Très vite, sa carrière devint internationale. Boxeur touché par la grâce dans Rocco et ses frères en 1963 de Luchino Visconti, il découvrit les sentiments amoureux dans L’Eclipse d’Antonioni et dans Le Guépard de Visconti, accompagné par Claudia CARDINALE et Burt Lancaster. Alain Delon rejoignit aussi à l’écran Jean Gabin, son idole : ensemble, ils incarnèrent par deux fois un duo de malfrats en quête du « casse » parfait sous la caméra d’Henri Verneuil dans Mélodie en sous-sol en 1963 et Le Clan des Siciliens en 1969. Avec Jean-Pierre Melville, un autre « père » en cinéma, Alain Delon figea pour l’éternité sa silhouette tragique et silencieuse : celle d’un tueur à gage, dans Le Samouraï, en 1967, aux côtés de son épouse Nathalie Delon, la silhouette d’un braqueur dans Le Cercle Rouge en 1970, de policier hanté par sa traque dans Un flic deux ans plus tard. A la fin de la décennie, divorcé de Nathalie Delon, l’acteur tourne Jeff avec Mireille Darc. Leur histoire d’amour se scella, mêlant scène et ville, elle aussi entrée dans le cœur du public. Au comble de la gloire, Alain Delon régnait sur le box-office, comme acteur, et même producteur, avec Borsalino, face à Jean-Paul Belmondo, en 1970 ou Deux hommes dans la ville, retrouvant Jean Gabin. 

Dans les années 1970, son statut de star internationale lui permit de choisir des œuvres plus personnelles, sombres, ambitieuses, qu’il produisait parfois, comme Mort d’un pourri de Georges Lautner, ou Monsieur Klein, de Joseph Losey, sur un homme pris pour un Juif pendant l’Occupation. Il se risqua même à incarner le baron de Charlus, dans l’adaptation de l’œuvre de Marcel Proust par Volker SCHLONDORFF, et tourna avec Jean-Luc Godard dans Nouvelle Vague en 1990. Habité par le cinéma, l’acteur passa à la réalisation avec, en 1981, Pour la peau d’un flic et, deux ans plus tard, Le battant.

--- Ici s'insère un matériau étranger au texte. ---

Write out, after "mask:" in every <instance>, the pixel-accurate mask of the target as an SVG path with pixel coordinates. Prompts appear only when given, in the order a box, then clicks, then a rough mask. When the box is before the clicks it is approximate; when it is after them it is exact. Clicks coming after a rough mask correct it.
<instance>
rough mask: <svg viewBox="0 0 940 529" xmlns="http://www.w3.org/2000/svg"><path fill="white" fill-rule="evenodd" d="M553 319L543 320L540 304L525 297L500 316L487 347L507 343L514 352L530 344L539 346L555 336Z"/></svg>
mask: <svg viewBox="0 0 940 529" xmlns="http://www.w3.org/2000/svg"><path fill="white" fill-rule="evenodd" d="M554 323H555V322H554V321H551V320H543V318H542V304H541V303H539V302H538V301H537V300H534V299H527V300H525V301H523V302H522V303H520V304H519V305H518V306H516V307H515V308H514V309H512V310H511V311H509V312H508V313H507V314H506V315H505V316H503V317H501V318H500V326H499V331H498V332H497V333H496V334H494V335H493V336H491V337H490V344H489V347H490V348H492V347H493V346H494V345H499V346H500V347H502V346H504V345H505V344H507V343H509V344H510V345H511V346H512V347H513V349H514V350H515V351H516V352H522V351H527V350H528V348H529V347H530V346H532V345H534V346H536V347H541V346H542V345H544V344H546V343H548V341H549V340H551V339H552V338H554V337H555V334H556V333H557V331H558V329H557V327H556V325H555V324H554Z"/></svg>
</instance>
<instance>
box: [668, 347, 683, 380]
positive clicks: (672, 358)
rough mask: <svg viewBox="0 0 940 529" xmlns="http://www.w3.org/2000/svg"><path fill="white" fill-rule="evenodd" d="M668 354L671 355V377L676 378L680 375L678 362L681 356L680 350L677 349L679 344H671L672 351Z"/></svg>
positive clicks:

Son tempérament de « loup solitaire », son rang de légende populaire, retranché dans sa solitude et son domaine de Douchy ne l’empêchaient pas d’incarner avec auto-dérision l’empereur Jules César dans Astérix, ou de s’essayer à la télévision avec « Fabio Montale » ou « Frank Riva ».
Du noir et blanc au « plein soleil », Alain Delon incarna pour le monde entier une sensibilité française, une aspiration à la beauté que ce collectionneur d’art assouvissait dans l’achat des peintres romantiques. Il écrivit aussi sa carrière durant une certaine histoire de France. Soixante années glorieuses et ténébreuses : l’Occupation avec Monsieur Klein, la Libération avec Paris brûle-t-il, la guerre d’Algérie avec L’insoumis d’Alain CAVALIER, la société de consommation et l’influence américaine chez Jean-Pierre Melville.

Le Président de la République et son épouse saluent la mémoire de l’un des acteurs les plus admirés et célèbres de son temps, qui savait être de toutes les époques, irrégulier, affranchi, intemporel, Français de toujours. Ils adressent à ses enfants, Anthony, Anouchka et Alain-Fabien, à sa famille, à ses proches, à ceux, si nombreux, qui l’aimaient et l’admiraient, leurs condoléances émues.